2. Si l'enseignement ainsi exposé ne peut pas être défini dans une revendications avec suffisamment de précision pour écarter tout échec, une telle revendication ne donne lieu à aucune objection, à condition qu'il soit possible de déduire de la description les mesures à prendre - qui ne peuvent elles non plus, être définies de façon précise - dans le sens d'un ajustement affiné des variables.
Dispositions juridiques pertinentes :
European Patent Convention 1973 Art 83
European Patent Convention 1973 R 29
Mot-clé : Exposé de l'invention
Mise en oeuvre
Echec occasionnel
Contenu des revendications
Exergue :

-

Décisions citées :
-
Décisions dans lesquelles
la présente décision est citée :
T 0079/88
T 0155/88
T 0312/88
T 0453/88
T 0475/88
T 0291/89
T 0435/89
T 0623/89
T 0082/90
T 0410/90
T 0791/90
T 0376/91
T 0393/91
T 0418/91
T 0444/91
T 0656/91
T 0886/91
T 0931/91
T 0951/91
T 0117/92
T 0503/92
T 0573/92
T 0585/92
T 0068/93
T 0583/93
T 0024/94
T 0140/94
T 0356/94
T 0799/95
T 0518/96
T 1067/96
T 0354/97
T 0470/97
T 0488/97
T 1055/98
T 1149/98
T 1163/98
T 0620/99
T 0363/00
T 1082/01
T 0327/02
T 1146/02
T 0260/03
T 0936/03
T 0108/04
T 0169/04
T 0895/04
T 1253/04
T 0510/05
T 1576/05
T 0364/06
T 1743/06
T 0431/07
T 1614/07
T 1133/08
T 0119/12
T 1034/12
T 2374/13
T 1064/15
T 0377/17
T 0594/20
T 2015/20
T 0603/22

Exposé des faits et conclusions

I. La demande de brevet européen n° 79 300 604.0, déposée le 11 avril 1979 et publiée le 17 octobre 1979 sous le numéro 0 004 795, pour laquelle est revendiquée la priorité d'une demande antérieure japonaise déposée le 12 avril 1978, a été rejetée par décision de la Division d'examen de l'Office européen des brevets du 18 août 1982, sur la base de la revendication 1 modifiée, telle que déposée avec la lettre datée du 8 juin 1982. Cette revendication est libellée comme suit:

"Procédé pour la production d'une résine de chlorure de vinyle comprenant la polymérisation soit a) de chlorure de vinyle, soit b) d'un mélange d'une quantité prépondérante de chlorure de vinyle et d'une quantité moindre d'au moins un monomère copolymérisable, en présence de 0.01 à 10 % en poids. par rapport au poids du chlorure de vinyle monomère, d'au moins un monomère polyfonctionnel ayant deux ou plus de deux liaisons éthyléniques doubles dans sa molécule, caractérisé en ce que l'on conduit la polymérisation jusqu'à ce qu'au moins 60 % en poids du total des monomères dans la système de polymérisation soit polymérisé, et cela à une température de 0 à 50°C, la quantité et l'identité du monomère polyfonctionnel, le pourcentage de conversion du total des monomères et la température de polymérisation, ainsi que, dans le cas de b), la quantité et l'identité du monomère copolymérisable étant choisis de façon à produire une résine de chlorure de vinyle consistant en

i) 10 à 80 % en poids d'une fraction, sous forme de gel, de résine de chlorure de vinyle insoluble dans le tétrahydrofuranne et

ii) 90 à 20 % en poids d'une fraction soluble dans le tétrahydrofuranne ayant un degré moyen de polymérisation de 1 000 ou plus".

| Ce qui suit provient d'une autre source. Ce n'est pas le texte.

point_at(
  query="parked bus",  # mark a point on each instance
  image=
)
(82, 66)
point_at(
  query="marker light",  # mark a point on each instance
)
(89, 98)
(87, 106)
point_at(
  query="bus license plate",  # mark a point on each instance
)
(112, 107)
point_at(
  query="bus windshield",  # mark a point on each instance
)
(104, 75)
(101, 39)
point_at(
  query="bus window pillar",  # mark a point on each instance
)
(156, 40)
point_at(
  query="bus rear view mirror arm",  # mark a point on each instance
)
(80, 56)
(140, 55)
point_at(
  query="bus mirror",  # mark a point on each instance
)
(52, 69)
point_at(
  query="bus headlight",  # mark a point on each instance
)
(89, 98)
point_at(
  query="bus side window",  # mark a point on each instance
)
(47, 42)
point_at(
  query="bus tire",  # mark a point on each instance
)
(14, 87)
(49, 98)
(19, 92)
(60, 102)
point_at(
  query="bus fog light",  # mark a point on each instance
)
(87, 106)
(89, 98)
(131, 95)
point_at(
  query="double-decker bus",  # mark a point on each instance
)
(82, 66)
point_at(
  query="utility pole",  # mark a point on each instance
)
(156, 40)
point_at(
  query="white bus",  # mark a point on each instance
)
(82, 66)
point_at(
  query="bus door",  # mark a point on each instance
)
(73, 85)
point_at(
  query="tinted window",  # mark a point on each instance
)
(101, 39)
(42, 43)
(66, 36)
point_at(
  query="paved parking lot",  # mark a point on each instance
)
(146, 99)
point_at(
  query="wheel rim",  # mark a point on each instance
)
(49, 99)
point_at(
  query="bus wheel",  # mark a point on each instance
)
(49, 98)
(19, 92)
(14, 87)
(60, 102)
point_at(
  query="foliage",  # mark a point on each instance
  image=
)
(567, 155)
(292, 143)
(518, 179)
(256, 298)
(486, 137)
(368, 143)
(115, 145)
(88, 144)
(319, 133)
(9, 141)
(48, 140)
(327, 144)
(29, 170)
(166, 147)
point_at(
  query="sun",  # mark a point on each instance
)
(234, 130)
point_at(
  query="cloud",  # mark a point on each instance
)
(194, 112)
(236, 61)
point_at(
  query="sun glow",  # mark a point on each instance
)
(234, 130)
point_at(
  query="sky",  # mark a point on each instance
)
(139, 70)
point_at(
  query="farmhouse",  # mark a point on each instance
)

II. La Division d'examen a rejeté la demande au motif que l'exposé est insuffisant en vertu de l'article 83 de la CBE. Ni la revendication 1, ni le contenu de la demande dans son ensemble ne permettent à l'homme du métier de sélectionner aisément les paramètres requis pour que la préparation de la résine soit uniformément couronnée de succès. On ne saurait admettre (cf. la décision "Valorisation des métaux" du 13 octobre 1982 JO n° 4/83, p. 133) qu'expérimenter 4 à 6 paramètres différents afin d'obtenir la méthode correcte de polymérisation, puis tester le produit quant à sa teneur en gel et sa masse moléculaire en vue d'établir que le résultat final souhaité a été atteint soit une affaire de simple routine pour l'homme du métier.

La question de la recevabilité et de la clarté de la revendication 1 n'a pas été abordée et l'examen quant au fond de la demande en cause a été différé.

III. Les requérantes ont formé un recours contre la décision de la Division d'examen le 28 octobre 1982, et déposé le 22 décembre 1982 un mémoire en exposant les motifs auquel étaient jointes deux revendications modifiées dans lesquelles les deux possibilités a) et b) visées sous I, relatives au mode de réalisation de l'invention, étaient scindées en deux revendications distinctes.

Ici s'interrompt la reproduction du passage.